Heureusement, vous écrivez à des magistrats indépendants, fussent-ils du parquet : ils ne vous obéiront pas, vous sauvant la mise, car l’article 432-2 du Code pénal prévoit que les peines sont portées à 10 ans et 150 000 euros d’amende quand les mesures sont suivies d’effet. Pensez-y au moment de distribuer les primes de fin d’année.

À la place, voici ce que vous allez leur dire. Afin de garantir l’égalité des justiciables devant la loi, vous allez dire aux parquetiers de soutenir les demandes en nullité des auditions de garde à vue et de les soulever eux-même quand la défense n’y penserait pas. Vous allez leur dire d’indiquer aux Officiers de Police Judiciaire (OPJ) de s’abstenir d’effectuer des auditions de garde à vue des personnes suspectées, et si les OPJ estiment qu’une telle audition est indispensable, de leur dire de rappeler au gardé à vue qu’il a le droit de se taire, de le mentionner dans le procès verbal et de lui proposer l’assistance d’un avocat au cours de cet interrogatoire, avocat auquel le dossier de la procédure sera tenu à disposition (en entier, bien sûr), après l’entretien confidentiel de 30 minutes. Le Code de procédure pénale actuellement en vigueur ne l’interdit nullement, et tout ce qui n’est pas interdit par la loi est autorisé.

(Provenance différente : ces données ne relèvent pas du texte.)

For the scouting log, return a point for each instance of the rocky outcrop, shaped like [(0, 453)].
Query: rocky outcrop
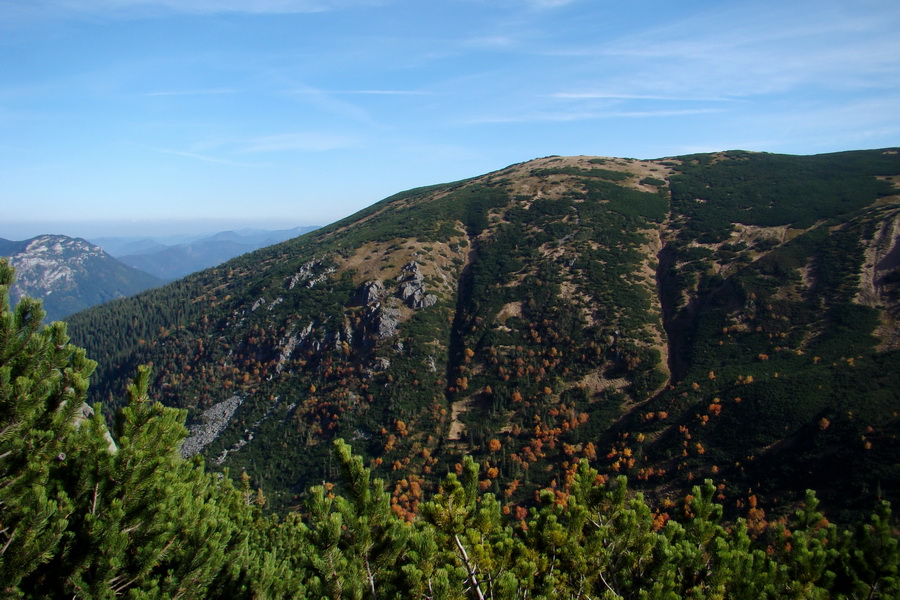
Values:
[(213, 422), (369, 293), (310, 273), (385, 320), (412, 287)]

Ainsi, vous mettrez la France en conformité avec la CSDH avant même que l’usine à gaz qu’est en train de bricoler la patronne ne soit prête, ce qui la plongera dans l’enchantement, et vous vaudra sans nulle doute une promotion méritée.

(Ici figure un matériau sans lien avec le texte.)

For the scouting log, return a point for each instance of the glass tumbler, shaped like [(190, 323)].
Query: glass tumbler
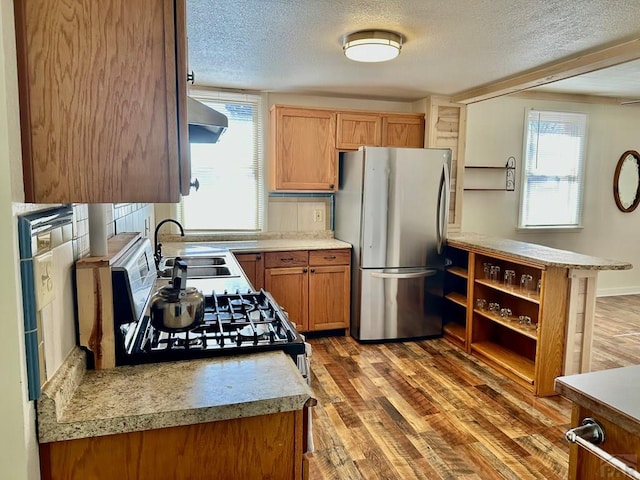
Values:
[(486, 267), (494, 273), (525, 321), (509, 278), (526, 283)]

En attendant, et ce malgré tout le respect que j’ai pour vous et qui transpire de ce billet, je continuerai, avec mes confrères, à soulever sans relâche la nullité des auditions en garde à vue, et dans l’hypothèse improbable où je tomberais sur des magistrats ayant oublié leur indépendance sous un banc à l’ENM et qui rejetteraient mes exceptions de nullité, je ferais appel, je me pourvoirai, et ce jusqu’à la CEDH où, vous le savez bien, je gagnerai.

Les finances de mon pays me préoccupent trop pour que je les grève de dommages-intérêts versés à mes clients.

Faisons des économies. Appliquons le droit.

Je suis, Madame qui avez le privilège de diriger les grâces, votre plus éperdument fidèle serviteur.